The food that’s too hot example works pretty well on this. What kind of actions are you taking? Short and swift ones. What are you observing? Next to nothing else. And if you’re enjoying your food? You’re relaxed and restive and better able to observe the food itself as well as the world around you.
Scenes where you want fast pacing are going to have shorter sentences and shorter descriptions. It’s not going to automatically mean fewer words, although it might. A sword fight where every action is being quickly described--the focus is almost entirely on what those blades are doing and how the characters are reacting—that might be two pages long, let’s say. A scene where the characters enjoy the coolness of the slight breeze that blows across the river and where they have a chance to sit and reminisce about pleasant memories—could only be one page long.
Now without counting the words or the lines, which scene description is longer? If you guess the second one, you’re right, but only by one word. Between tone and action, the reader’s belief on the passage of time may be changed. If you guessed the same length for both or even the reverse, that’s fine too. Pacing isn’t something you have complete control over, but when you don’t put any effort in, it’ll show. I’d do better with a full palette, but these short descriptions hopefully illustrate it.
It’s easy to fall into the trap where you make all your action scenes pass quickly and all your calmer scenes take more time. To avoid the “calmer scenes take more time” mistake, you can make use of brief summaries. There’s a scene in What Once Was Eden (no spoilers here really) where Sajani and Gregor get in a water fight. You see the beginning and you see the aftermath. Why such a quick summary? Because I wanted to give the feeling that time passed very quickly. I used very few words to describe a long event.
Sometimes an action scene might need to be drawn out. Later on in the same book, Sajani and Gregor get into a duel. That’s not a “hot food in the mouth” scene. That’s more like an “everything slows down when you’re in a car accident” type scene. You’re told about ever action, every breeze, and every thought that goes through Sajani’s mind.

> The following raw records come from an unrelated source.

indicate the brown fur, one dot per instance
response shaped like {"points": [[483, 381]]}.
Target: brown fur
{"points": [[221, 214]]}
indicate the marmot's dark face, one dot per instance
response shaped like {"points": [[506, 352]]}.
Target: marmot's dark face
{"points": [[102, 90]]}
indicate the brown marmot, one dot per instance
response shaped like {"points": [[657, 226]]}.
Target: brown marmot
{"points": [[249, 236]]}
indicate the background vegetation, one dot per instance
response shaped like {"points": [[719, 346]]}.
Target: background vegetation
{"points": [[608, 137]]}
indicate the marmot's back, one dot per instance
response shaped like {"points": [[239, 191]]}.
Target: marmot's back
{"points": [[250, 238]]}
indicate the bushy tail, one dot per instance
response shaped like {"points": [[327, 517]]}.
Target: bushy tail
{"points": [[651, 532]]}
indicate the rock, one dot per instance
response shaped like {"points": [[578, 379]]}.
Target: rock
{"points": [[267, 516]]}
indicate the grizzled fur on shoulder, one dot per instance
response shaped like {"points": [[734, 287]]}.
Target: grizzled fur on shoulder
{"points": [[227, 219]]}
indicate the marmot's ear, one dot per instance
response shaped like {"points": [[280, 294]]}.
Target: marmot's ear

I’ll wrap up by explaining exactly why pacing gets most stories rejected: it’s one of only a few areas where an editor can’t save you. An editor can edit out superfluous stuff, but she can’t write your story for you. Most authors emphasize the fast-paced stuff and forget that there’re times when you want to give a longer feel to your story. Even in a thriller, you’ll find the author taking some time for descriptions and emotions.
Steven King once described the difference between a short story and novel. He said that a short story is like a kiss in the dark, while a novel is like a love affair. A kiss in the dark can be fun but has nothing on a real love affair. A novel might go by like a whirlwind, but you want the effect to last beyond the pages and not be a passing feeling like the Chinese food you ate twenty minutes ago.
Next week, I’ll discuss action/dialogue mix, which is an extension of pace.
I hope you enjoy this series as much as I enjoy writing it. My intent is to give practical advice devoid of the “Wo is me, the misunderstood artiste” mentality so prevalent in writing communities. Talent is like being given one answer on a long test: it helps, but you still need to work and study to get the results you want.
Bonus question: Tell me in the comments how I used pacing in the journal itself, outside of the examples I provided.
Feel free to share links to this. No need to ask permission, I’m flattered if you think others might want to know this too.
And, in case you didn’t notice, these posts have been moved to Wednesday. It fits my schedule better for now. In a few months, it’ll probably go back to Tuesdays.